Cloned food? Not in our kitchens, chefs say
By Marie-Louise Gumuchian
MILAN (Reuters) - If pizza maker Simone Padoan saw a slab of cloned meat in his local supermarket, the Italian chef says he would be too scared to bring it into his kitchen.
Despite statements by Europe's food agency and the main U.S. health agency that cloned food products are safe to eat, Padoan says he won't be serving them in his pizzeria, but will instead make dough from natural ingredients and serve natural beer.
"I would be afraid to use it. Maybe (milk from cloned cows) is healthier than milk that comes from a cow born naturally ... but all this manipulation scares me," he said.
"At least natural products guarantee a natural aspect -- this is how they are, this is how mother nature made them and I promote them for that."
Cloning has been around for years. Dolly the cloned sheep was born in 1996.
But the move by the U.S. Food and Drug Administration this month to lend its support to meat and milk from cloned animals and their offspring is likely to mean it will soon enter the food supply.
Europe's top food safety agency has also said cloned food products are safe to eat, but has yet to give the green light to marketing cloned food products to consumers.
Chefs at a culinary forum in Milan with Padoan this week said no such products would be appearing in their menus.
"I wouldn't consider it with the knowledge I've got now," said British chef Heston Blumenthal, famed for his scientific approach to cooking.

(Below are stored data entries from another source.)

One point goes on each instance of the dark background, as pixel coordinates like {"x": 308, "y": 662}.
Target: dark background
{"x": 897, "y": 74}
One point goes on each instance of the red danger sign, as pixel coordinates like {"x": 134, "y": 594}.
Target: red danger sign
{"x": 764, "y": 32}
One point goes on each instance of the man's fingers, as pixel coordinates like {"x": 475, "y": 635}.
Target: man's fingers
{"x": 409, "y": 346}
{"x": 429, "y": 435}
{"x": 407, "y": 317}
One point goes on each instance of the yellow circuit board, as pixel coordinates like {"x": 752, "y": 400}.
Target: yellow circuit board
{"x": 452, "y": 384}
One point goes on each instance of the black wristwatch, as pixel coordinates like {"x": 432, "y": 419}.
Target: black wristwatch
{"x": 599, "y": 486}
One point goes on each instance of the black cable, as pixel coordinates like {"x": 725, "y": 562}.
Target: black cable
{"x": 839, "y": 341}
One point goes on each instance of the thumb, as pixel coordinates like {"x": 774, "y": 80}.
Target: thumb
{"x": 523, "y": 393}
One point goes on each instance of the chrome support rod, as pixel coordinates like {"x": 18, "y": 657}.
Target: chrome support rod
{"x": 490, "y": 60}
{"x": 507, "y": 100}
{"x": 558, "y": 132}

"We don't know if they're damaging or what damage they do not only to ourselves but also the environment."
SEND IN THE CLONES?
Many consumer and religious groups strongly oppose cloning, which takes cells from an adult and fuses them with others before implanting them in a surrogate mother.

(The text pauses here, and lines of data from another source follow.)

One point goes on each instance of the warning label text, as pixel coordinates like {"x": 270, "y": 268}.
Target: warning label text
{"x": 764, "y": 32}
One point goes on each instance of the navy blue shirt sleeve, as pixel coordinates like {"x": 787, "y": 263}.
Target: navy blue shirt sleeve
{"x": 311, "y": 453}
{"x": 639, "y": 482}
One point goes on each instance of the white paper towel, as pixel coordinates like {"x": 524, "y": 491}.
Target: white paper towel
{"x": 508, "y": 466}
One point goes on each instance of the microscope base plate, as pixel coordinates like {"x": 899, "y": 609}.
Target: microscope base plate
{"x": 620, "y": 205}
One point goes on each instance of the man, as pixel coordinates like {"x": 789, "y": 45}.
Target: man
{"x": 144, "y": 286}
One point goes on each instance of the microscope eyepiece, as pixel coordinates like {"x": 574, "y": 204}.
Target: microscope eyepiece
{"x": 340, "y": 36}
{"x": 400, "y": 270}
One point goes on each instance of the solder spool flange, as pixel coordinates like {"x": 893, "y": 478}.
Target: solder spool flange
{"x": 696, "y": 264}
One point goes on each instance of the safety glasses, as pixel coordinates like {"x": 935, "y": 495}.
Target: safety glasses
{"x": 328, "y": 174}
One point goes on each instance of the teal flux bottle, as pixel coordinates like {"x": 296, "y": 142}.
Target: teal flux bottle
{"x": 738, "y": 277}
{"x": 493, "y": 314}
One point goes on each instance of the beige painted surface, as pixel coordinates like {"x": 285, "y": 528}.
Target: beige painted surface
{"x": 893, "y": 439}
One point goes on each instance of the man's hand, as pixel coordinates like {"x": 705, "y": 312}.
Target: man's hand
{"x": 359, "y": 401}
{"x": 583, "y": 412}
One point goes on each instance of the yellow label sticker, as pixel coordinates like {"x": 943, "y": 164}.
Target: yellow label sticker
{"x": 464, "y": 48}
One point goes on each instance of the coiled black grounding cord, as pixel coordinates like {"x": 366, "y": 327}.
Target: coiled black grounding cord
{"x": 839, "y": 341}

They say scientists do not know enough about its effect on nutrition and biology.
Advocates of livestock cloning say the technology will help produce more milk and lean, tender meat by creating more disease-resistant animals. They insist it is perfectly safe.
Milan chef Carlo Cracco said he would want to know where the cloned animal had come from and how it had been raised.

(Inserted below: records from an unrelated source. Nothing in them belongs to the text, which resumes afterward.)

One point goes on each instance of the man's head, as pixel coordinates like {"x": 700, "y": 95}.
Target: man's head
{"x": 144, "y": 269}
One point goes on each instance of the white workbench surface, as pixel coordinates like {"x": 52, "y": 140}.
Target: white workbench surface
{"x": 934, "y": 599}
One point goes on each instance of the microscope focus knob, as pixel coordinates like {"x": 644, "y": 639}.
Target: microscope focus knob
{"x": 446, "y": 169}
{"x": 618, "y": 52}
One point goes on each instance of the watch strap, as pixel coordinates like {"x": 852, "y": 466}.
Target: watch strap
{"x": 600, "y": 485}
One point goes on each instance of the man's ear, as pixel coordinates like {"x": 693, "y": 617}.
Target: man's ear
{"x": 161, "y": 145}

"Already we have difficulty with normal products that are controlled from start to finish. Can you imagine with these new ones?" he said.
For pastry chef Frederic Bau, using cloned milk in desserts is not even a consideration: "I don't dare even think about it."
It is believed that it will be years before cloning will be widely used and despite the official safety approvals, it may be consumers who determine how widely it is used.
The European Food Safety Authority has opened a consultation process with member states and industry until February 25 before giving its final opinion in May.